La hausse des exportations (+297 millions d’euros, soit +6 % en valeur) a été supérieure à celle des importations (+221 millions, soit +5 %), selon l’organisme de la statistique du ministère de l’Agriculture, Agreste.

Le solde des produits agricoles bruts affiche même un excédent pour la première fois depuis avril 2019 à 79 millions d’euros, mais il reste en recul de 19 millions d’euros par rapport à juillet 2018 « sous l’effet de la hausse des importations, notamment de légumes », souligne Agreste.

Ils ont la santé les produits laitiers

Avec 657 millions d’euros, l’excédent commercial en produits transformés augmente de 95 millions sur un an grâce à la hausse des exportations et plus particulièrement des ventes de vins mais aussi de produits laitiers.

Avec les pays tiers, l’excédent s’établit à 858 millions d’euros, en hausse de 170 millions par rapport à juillet 2018, parallèlement à des exportations qui ont progressé de 234 millions sur un an (+12 %).

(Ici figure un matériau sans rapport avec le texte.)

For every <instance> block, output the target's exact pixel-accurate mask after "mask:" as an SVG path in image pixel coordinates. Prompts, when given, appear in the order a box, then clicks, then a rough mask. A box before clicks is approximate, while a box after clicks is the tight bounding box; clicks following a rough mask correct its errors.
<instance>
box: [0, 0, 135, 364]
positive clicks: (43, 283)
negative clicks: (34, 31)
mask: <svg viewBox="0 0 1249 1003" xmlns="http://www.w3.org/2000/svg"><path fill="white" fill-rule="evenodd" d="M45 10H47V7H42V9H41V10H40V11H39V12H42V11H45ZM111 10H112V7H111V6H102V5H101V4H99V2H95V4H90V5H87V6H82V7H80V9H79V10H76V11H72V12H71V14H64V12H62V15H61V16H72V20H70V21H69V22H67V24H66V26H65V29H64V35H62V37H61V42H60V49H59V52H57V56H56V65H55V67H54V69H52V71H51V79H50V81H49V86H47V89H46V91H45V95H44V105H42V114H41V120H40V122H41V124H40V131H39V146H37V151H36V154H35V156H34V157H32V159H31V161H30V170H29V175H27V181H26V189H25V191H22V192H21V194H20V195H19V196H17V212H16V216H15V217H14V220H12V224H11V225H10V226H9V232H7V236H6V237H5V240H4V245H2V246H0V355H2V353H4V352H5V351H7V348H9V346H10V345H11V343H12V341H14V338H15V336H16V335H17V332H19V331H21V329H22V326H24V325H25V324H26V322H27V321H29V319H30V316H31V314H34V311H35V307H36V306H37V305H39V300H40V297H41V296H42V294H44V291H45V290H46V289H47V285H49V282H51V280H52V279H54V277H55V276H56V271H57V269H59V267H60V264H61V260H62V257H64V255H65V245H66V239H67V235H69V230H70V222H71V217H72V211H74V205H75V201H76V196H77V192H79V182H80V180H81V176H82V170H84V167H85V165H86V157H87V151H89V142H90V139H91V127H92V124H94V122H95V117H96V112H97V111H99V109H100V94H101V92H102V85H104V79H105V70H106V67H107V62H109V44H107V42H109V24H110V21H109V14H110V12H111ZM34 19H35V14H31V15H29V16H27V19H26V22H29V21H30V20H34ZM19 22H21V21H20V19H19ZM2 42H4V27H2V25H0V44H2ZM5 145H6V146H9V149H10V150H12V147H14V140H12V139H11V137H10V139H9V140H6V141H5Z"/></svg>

Cette augmentation concerne pour plus des deux tiers les produits transformés (+157 millions) en lien avec la hausse des ventes de vins et spiritueux (+76 millions) principalement vers les États-Unis.

Retrait du commerce européen

Avec l’Union européenne, par contre, le solde des échanges est déficitaire, à –122 millions d’euros par rapport au mois précédent, et à –94 millions sur un an. Il pâtit en premier lieu de la hausse des achats d’un grand nombre de produits transformés notamment les viandes et le tabac, accentuée par l’augmentation des importations de légumes comme les pastèques et les tomates.

Ainsi, la croissance des importations depuis les pays de l’UE atteint 157 millions d’euros (+5 % sur un an) et ne peut être compensée par celle des exportations (+63 millions, soit +2 % sur un an) qui ne concerne que les produits transformés, principalement les vins et spiritueux.